Em uma obra de arte bem composta uma idéia de destacada importância não é introduzida casualmente, mas, como um rei em uma cerimônia oficial, ela é apresentada em um dado momento e de uma forma que trará à luz sua autoridade e liderança. Na Bíblia as palavras são empregadas com apurado cuidado, particularmente aquelas que, como pilares de fogo, norteiam o caminho no vasto sistema do mundo de significado bíblico.



Uma das mais notáveis palavras na Bíblia é “cadosch”, santo; uma palavra que, mais do que qualquer outra, é representativa do mistério e majestade do divino. Pois bem, qual teria sido o primeiro objeto santo na história do mundo? Teria sido uma montanha? Teria sido um altar? De fato, é uma ocasião única aquela em que a notável palavra “cadosch” é usada pela primeira vez: no Livro do Gênese, ao final da história da criação. Quão extremamente significativo é o fato dela ser aplicada ao tempo: “E Deus abençoou o sétimo dia e fê-lo santo. Não há referência no relato da criação a nenhum objeto no espaço que teria sido dotado com a qualidade de santidade.

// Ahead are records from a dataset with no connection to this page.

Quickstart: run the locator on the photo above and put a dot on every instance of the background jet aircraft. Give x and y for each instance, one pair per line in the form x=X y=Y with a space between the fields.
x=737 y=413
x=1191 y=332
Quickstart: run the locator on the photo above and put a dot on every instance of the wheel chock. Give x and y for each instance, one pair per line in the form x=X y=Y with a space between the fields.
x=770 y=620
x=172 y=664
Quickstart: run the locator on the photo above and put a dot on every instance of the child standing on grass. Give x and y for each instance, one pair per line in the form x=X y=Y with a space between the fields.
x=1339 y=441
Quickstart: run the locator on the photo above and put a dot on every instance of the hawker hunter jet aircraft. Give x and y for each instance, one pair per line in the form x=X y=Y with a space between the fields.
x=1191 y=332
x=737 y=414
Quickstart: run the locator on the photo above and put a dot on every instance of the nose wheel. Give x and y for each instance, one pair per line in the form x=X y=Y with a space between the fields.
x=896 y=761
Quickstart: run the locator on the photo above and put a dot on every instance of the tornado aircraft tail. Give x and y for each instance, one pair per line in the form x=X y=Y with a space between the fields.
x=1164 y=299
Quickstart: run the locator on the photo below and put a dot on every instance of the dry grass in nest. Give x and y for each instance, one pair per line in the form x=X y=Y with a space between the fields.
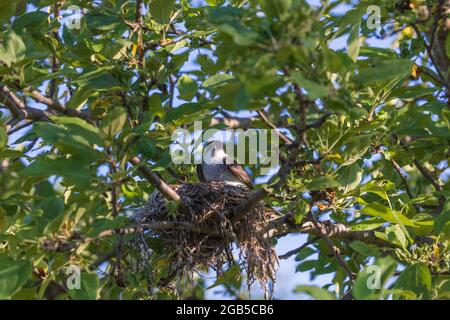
x=213 y=208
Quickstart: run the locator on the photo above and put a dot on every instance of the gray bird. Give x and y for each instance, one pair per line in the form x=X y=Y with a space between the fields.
x=217 y=169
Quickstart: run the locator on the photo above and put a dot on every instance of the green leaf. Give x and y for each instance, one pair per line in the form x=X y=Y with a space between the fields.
x=231 y=277
x=315 y=292
x=314 y=89
x=73 y=169
x=355 y=149
x=113 y=122
x=367 y=225
x=97 y=80
x=89 y=287
x=217 y=80
x=415 y=278
x=322 y=182
x=384 y=71
x=161 y=10
x=365 y=249
x=375 y=209
x=370 y=283
x=3 y=138
x=306 y=266
x=354 y=42
x=14 y=50
x=186 y=110
x=13 y=275
x=350 y=177
x=187 y=88
x=396 y=235
x=447 y=45
x=442 y=222
x=155 y=105
x=101 y=22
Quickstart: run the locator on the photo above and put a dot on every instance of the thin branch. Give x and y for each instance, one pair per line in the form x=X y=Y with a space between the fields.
x=55 y=62
x=323 y=234
x=295 y=251
x=431 y=55
x=57 y=106
x=265 y=119
x=156 y=181
x=319 y=122
x=18 y=108
x=405 y=183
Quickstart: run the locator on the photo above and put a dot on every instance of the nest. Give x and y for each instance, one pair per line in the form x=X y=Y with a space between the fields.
x=213 y=208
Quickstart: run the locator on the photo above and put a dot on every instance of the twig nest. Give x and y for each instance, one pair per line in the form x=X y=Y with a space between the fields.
x=213 y=209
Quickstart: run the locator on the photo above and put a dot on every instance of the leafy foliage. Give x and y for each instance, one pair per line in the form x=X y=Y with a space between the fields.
x=371 y=126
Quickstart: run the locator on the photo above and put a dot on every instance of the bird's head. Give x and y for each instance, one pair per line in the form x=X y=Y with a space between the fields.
x=214 y=152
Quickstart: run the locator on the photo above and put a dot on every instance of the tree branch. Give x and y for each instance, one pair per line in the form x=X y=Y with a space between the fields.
x=156 y=181
x=265 y=119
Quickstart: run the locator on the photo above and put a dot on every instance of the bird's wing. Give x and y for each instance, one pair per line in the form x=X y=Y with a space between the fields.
x=200 y=175
x=241 y=174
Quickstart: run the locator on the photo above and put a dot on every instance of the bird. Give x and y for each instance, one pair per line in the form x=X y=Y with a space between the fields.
x=217 y=168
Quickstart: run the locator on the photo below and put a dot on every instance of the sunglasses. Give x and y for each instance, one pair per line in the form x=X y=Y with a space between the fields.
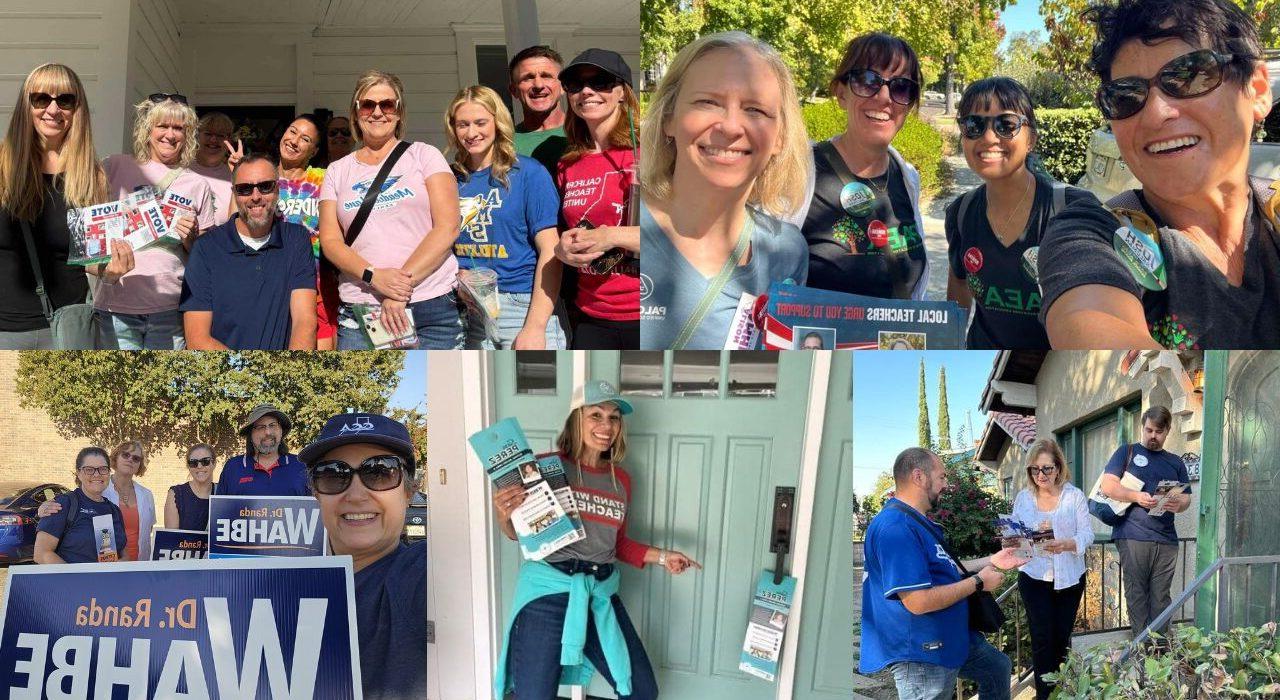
x=67 y=101
x=865 y=82
x=1187 y=76
x=366 y=106
x=1006 y=126
x=380 y=472
x=156 y=97
x=246 y=190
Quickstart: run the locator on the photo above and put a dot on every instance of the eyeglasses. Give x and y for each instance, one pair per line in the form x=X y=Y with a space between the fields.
x=1187 y=76
x=1006 y=126
x=380 y=472
x=865 y=83
x=67 y=101
x=366 y=106
x=156 y=97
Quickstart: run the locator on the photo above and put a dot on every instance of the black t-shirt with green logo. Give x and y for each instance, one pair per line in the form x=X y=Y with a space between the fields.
x=1002 y=279
x=862 y=232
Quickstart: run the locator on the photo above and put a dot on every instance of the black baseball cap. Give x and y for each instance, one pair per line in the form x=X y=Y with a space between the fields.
x=606 y=60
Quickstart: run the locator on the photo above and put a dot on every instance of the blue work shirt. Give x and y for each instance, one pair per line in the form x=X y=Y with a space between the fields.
x=1151 y=467
x=77 y=540
x=904 y=556
x=242 y=475
x=248 y=291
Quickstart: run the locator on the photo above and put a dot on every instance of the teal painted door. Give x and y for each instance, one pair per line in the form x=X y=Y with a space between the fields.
x=704 y=466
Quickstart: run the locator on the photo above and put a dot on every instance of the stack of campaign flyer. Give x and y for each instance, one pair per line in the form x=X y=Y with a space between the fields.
x=548 y=518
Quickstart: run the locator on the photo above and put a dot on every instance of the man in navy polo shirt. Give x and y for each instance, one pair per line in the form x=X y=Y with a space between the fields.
x=1147 y=545
x=266 y=467
x=915 y=612
x=251 y=282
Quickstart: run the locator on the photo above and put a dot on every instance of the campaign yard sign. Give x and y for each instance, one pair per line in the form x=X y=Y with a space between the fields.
x=265 y=526
x=237 y=628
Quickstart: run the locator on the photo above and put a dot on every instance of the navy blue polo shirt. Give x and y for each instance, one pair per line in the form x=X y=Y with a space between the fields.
x=242 y=475
x=248 y=291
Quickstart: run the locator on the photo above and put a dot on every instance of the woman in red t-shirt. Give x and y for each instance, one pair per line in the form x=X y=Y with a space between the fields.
x=595 y=177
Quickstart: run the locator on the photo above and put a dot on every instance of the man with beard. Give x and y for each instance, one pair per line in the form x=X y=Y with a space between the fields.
x=250 y=283
x=915 y=611
x=266 y=467
x=1147 y=545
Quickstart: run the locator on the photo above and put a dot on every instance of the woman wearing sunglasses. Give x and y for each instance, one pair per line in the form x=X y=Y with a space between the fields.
x=1193 y=257
x=863 y=215
x=402 y=257
x=140 y=309
x=187 y=504
x=575 y=589
x=993 y=232
x=362 y=471
x=1051 y=584
x=68 y=532
x=726 y=158
x=48 y=165
x=595 y=178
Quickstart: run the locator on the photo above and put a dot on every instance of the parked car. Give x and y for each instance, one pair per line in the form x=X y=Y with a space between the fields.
x=18 y=504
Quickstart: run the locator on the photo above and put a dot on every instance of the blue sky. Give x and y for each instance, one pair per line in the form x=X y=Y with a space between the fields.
x=886 y=402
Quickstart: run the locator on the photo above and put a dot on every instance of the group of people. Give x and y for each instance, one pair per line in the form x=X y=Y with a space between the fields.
x=736 y=197
x=278 y=252
x=362 y=480
x=917 y=596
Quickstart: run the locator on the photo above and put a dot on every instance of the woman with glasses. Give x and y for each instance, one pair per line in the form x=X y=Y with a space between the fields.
x=140 y=309
x=73 y=532
x=1051 y=584
x=362 y=471
x=48 y=165
x=863 y=215
x=1192 y=260
x=993 y=232
x=402 y=257
x=186 y=507
x=595 y=178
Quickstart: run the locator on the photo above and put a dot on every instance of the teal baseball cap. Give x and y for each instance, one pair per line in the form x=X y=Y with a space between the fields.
x=597 y=392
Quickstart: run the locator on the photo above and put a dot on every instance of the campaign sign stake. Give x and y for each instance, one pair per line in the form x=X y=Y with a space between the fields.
x=265 y=526
x=242 y=628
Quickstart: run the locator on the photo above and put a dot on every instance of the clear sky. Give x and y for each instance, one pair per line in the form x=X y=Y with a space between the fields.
x=886 y=402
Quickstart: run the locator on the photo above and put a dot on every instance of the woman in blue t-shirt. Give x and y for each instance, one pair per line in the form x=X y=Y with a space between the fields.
x=76 y=534
x=510 y=209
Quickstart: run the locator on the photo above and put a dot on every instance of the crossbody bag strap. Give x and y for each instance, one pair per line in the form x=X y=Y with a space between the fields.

Esta é a diferença radical do costumeiro pensamento religioso. A mentalidade mítica esperaria que, após o estabelecimento do céu e da terra, Deus criaria um lugar santificado – uma montanha sagrada ou uma fonte sagrada – sobre a qual seria erigido um santuário. No entanto, para a Bíblia, segundo parece, é a santidade no tempo, o Schabat, que vem em primeiro lugar.



Quando a história começou havia somente uma santidade no mundo, a santidade do tempo. Quando no Sinai a palavra de Deus estava a ponto de ser proferida, um chamado em prol da santidade no homem foi proclamado: “Tu há de ser perante mim o povo sagrado”. Foi apenas depois que o povo sucumbiu à tentação de adorar uma coisa, o bezerro de ouro, que a construção do Tabernáculo, da santidade no espaço, foi ordenada. A santidade do tempo veio em primeiro, a santidade do homem em segundo, e a santidade do espaço por último. O tempo foi abençoado por Deus, o espaço e o Tabernáculo foram consagrados por Moisés.